Il Lazio sta appena uscendo dall’emergenza legata ai migranti del Bangladesh, una comunità molto nutrita (circa 36.000 persone) ma concentrata in pochi quartieri, omogenea e – come nel caso dei test sierologici – facilmente “rintracciabile” anche grazie alle moschee e ai capi comunità. Totalmente diverso il discorso per la Romania: la comunità è totalmente integrata al tessuto sociale italiano, fra famiglie “miste” e persone con doppia cittadinanza, oltre a far riferimento a un paese comunitario che aderisce (seppur parzialmente) a Schengen. “Per questo motivo – spiegano dall’unita’ di crisi della Regione Lazio – è impensabile imporre un blocco come accaduto con il Bangladesh. “C’è grande preoccupazione nella stessa comunità, in tanti stanno decidendo di non partire o di posticipare le vacanze al periodo natalizio”, assicura Iulian Manta, rappresentante della Feneal Uil e sindacalista punto di riferimento della comunità romena. Manta solleva anche un altro tema: “Sta succedendo anche il contrario – racconta – Ci sono molti imprenditori edili italiani che gestiscono cantieri a Timisoara e a Bucarest e che stanno evitando di inviare gli operai italiani. Questo tema è preso molto seriamente”. L’appello è, almeno per quest’anno, a rinunciare alle vacanze: “Chi può lasci perdere, chi ha già fatto le ferie, si faccia fare il test sierologico. Serve senso di responsabilità da parte di tutti”.

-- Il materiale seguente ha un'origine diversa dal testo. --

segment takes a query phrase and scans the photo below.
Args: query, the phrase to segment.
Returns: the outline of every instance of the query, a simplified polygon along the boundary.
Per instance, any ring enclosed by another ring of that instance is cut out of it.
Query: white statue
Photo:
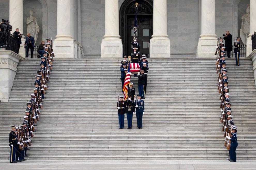
[[[30,34],[30,36],[34,37],[35,44],[40,28],[36,22],[36,19],[33,16],[33,11],[30,11],[30,16],[27,18],[27,24],[28,25],[27,32]]]
[[[246,39],[250,33],[250,5],[247,5],[245,10],[246,13],[242,16],[242,24],[240,29],[240,37],[244,44],[246,44]]]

La possibilità che vi sia una seconda ondata “di ritorno” spaventa anche l’Istituto Spallanzani. Nell’ultima settimana, sui 117 casi rilevati nel Lazio, ben 69 sono “di importazione”. In totale, fanno sapere dall’unità di crisi regionale, il virus è entrato nella Capitale e nel suo hinterland da ben 25 paesi diversi. Il team diretto da Giuseppe Ippolito sta studiando la possibilità di introdurre a breve quelli che vengono chiamati “tamponi rapidi” e che consentirebbe da un lato di allargare i test sulla popolazione, dall’altra di eseguire i controlli direttamente negli aeroporti o presso le bus-station delle principali città. Ci vorrà ancora un po’ di tempo, tuttavia, affinché questi test raggiungano un’attendibilità accettabile. Nel frattempo la Regione Lazio sta pensando di ampliare l’offerta di test sierologici attraverso l’aumento delle unità mobili.
Come avvenuto con lo stop agli arrivi dal Bangladesh e da altri 13 stati richiesto a gran voce e infine ottenuto di fronte ai dati “empirici”, anche stavolta da Roma partono appelli al “protezionismo” in direzione del governo nazionale. Anche perché il tema riguarda tutto lo Stivale. Fonti qualificate de Ilfattoquotidiano.it assicurano che nei giorni scorsi D’Amato ha sondato il terreno con il ministro della Salute, Roberto Speranza, e con quello degli Esteri, Luigi Di Maio, per chiedere una “chiusura totale sul modello del Grecia”. Come avvenuto per la paventata ordinanza che avrebbe dovuto obbligare la mascherina anche all’aperto, la risposta per ora è stata un secco “non se ne parla”.